To solve this, you'll want to take a week or two off to reduce your tolerance to ensure creatine keeps gives you the results you want. After 8-12 weeks it's also great to take this opportunity to shake up your current workout routine!
What are your experiences with creatine? We'd love to hear from you so leave us a comment below.
Performance Enhancing Supplement #3
Best for - 1 hour sessions focused on weights / cardio / crossfit
ISSN Rank = I
Beta-alanine (or B-alanine for short) might be a supplement you've not heard of quite as much. B-alanine is ranked as a highly effective supplement by the two major classification bodies – but what actually is it...?
So trying to not to get too sciencey again, beta-alanine is simply an amino acid. When mixed with histidine (another amino acid), it created a compound called carnosine.
Simply put, carnosine counteracts the acidity levels produced during exercise by soaking up hydrogen ions. Hydrogen isons are fairly acidic and will slowly reduce performance.
Our muscles work best when in a specific pH range (not too acidic and not too alkaline). By using carnosine, our bodies can keep us in the best pH range for longer even when we're working out intensely.
By keeping us in the best pH range, supplementing with beta-alanine helps us improve performance!
Some of the benefits of using beta-alanine which are supported by scientific research include:
- Boosting explosive muscular strength and power output
- Increased muscle mass
- Boosting muscular anaerobic endurance
- Improved aerobic endurance
- Increased exercise capacity, allowing you to train longer and harder 
If you're looking to get fitter in less time – beta-alanine is one of the supplements for you.
Again, be sure to look around for a high quality beta-alanine supplement. One product with over 4,000 positive reviews is found below and in terms of value, can be bought for as low as $0.03 per gram.
On average, studies use a dosage of around 179g, which ca be divided over a 6-12 week course to optimize the concentration of carnosine in your muscles. Though a standard daily dose is recorded at 2-5g.
Bigger doses may result in a slightly unusual tingling sensation called paresthesia. This is nothing at all to worry about and can be avoided by taking smaller doses (0.8 – 1.0 g) several times a day. If you don't get a tingling sensation – it doesn't matter at all. Whether you feel tingly or not has no impact on carnosine concentrations in your body!

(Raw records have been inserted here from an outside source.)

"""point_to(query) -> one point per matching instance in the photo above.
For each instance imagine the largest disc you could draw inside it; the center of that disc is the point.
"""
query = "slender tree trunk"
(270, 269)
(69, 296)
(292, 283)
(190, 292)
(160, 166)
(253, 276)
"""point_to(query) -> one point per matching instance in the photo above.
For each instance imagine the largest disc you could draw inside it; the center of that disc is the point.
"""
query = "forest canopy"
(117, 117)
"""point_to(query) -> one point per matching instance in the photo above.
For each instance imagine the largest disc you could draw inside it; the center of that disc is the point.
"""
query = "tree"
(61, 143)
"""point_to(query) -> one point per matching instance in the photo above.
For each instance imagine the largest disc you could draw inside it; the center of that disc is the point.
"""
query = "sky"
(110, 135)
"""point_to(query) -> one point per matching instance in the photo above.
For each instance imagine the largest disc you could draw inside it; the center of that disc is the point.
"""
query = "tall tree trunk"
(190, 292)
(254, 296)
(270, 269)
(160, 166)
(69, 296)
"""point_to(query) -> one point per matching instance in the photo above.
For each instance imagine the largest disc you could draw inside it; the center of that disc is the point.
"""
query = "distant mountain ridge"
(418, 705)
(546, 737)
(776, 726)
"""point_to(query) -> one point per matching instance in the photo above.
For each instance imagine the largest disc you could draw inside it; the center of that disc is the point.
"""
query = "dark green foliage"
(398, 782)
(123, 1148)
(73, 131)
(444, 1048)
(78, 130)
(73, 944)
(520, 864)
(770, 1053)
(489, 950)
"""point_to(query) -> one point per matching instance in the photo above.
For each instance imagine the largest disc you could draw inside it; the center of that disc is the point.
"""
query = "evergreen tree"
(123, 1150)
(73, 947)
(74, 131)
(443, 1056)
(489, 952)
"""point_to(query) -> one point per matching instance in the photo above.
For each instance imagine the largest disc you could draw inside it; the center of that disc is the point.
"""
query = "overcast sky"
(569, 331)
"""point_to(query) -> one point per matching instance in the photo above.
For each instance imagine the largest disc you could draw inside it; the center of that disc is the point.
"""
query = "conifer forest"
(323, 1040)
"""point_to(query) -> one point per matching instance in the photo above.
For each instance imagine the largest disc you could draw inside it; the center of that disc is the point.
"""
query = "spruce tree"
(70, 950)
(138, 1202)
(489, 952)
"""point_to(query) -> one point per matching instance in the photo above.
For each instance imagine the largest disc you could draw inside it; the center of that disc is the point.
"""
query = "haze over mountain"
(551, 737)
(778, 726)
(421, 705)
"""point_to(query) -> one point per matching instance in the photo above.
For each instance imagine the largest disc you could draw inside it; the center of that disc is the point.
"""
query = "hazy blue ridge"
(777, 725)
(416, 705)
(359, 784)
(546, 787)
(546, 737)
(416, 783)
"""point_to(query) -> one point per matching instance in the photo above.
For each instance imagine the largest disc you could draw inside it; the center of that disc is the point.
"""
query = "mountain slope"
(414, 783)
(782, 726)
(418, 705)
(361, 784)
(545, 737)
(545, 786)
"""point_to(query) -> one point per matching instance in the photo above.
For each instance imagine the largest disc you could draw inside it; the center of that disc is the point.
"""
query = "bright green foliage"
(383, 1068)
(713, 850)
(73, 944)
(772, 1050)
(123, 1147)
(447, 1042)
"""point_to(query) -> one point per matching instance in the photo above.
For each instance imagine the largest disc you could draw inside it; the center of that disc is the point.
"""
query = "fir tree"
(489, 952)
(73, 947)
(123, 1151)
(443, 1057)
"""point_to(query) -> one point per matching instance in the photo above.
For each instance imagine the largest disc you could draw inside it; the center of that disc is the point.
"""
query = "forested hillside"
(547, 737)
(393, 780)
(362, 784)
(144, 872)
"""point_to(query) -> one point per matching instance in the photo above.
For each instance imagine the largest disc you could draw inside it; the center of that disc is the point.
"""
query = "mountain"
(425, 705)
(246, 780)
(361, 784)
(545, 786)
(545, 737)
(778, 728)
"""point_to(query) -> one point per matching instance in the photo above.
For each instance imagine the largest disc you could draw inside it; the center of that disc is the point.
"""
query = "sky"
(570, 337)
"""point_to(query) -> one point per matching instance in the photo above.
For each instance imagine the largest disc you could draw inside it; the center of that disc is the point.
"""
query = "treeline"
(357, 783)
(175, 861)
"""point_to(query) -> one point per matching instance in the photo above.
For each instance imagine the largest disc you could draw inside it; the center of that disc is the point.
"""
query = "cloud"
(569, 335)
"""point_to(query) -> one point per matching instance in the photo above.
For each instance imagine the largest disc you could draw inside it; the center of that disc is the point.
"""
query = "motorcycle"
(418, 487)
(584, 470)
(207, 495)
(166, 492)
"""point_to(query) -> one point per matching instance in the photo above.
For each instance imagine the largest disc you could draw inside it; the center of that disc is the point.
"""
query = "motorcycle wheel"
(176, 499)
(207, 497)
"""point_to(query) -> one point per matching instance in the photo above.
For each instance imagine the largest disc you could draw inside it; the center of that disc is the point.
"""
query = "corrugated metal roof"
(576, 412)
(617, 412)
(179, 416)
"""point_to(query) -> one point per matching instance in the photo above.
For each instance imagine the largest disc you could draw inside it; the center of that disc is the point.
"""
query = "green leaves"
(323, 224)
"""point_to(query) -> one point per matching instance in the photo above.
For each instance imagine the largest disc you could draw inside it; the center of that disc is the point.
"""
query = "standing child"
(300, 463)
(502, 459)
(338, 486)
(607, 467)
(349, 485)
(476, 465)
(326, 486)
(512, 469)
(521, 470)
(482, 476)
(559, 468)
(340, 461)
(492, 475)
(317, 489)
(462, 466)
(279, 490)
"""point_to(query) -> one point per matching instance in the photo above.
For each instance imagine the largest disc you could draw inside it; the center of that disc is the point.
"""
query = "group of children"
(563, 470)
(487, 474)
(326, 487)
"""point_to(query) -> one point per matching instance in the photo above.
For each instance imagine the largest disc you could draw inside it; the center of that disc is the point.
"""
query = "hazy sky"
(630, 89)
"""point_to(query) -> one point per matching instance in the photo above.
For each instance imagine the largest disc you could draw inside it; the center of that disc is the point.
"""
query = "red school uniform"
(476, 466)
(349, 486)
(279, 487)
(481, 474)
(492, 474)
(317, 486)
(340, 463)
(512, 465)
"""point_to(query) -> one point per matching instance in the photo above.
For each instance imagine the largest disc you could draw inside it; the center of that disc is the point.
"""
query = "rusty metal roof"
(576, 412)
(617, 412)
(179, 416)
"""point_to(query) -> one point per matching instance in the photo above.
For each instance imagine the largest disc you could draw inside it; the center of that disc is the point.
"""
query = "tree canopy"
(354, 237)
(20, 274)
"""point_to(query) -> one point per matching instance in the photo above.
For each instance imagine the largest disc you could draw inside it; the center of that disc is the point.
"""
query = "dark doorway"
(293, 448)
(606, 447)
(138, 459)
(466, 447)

One study loaded participants with 3.2g of beta-alanine over 46 days. It concluded that a maintenance dose of 1.2g of beta-alanine was most effective at maintaining optimal levels of carnosine in the muscles .
So that concludes all the information you need to get started with beta-alanine – the third supplement guaranteed to improve your performance!
Performance Enhancing Supplement #4
- Beetroot Juice (Nitrates)
Best for - Endurance
ISSN Rank = *
Beetroot juice has gained lots of attention in recent years, and for good reason. These days you might see a range of different article titles such as “Why elite athletes drink beetroot juice before a race!” or “How beetroot juice can help you get your next personal best!”.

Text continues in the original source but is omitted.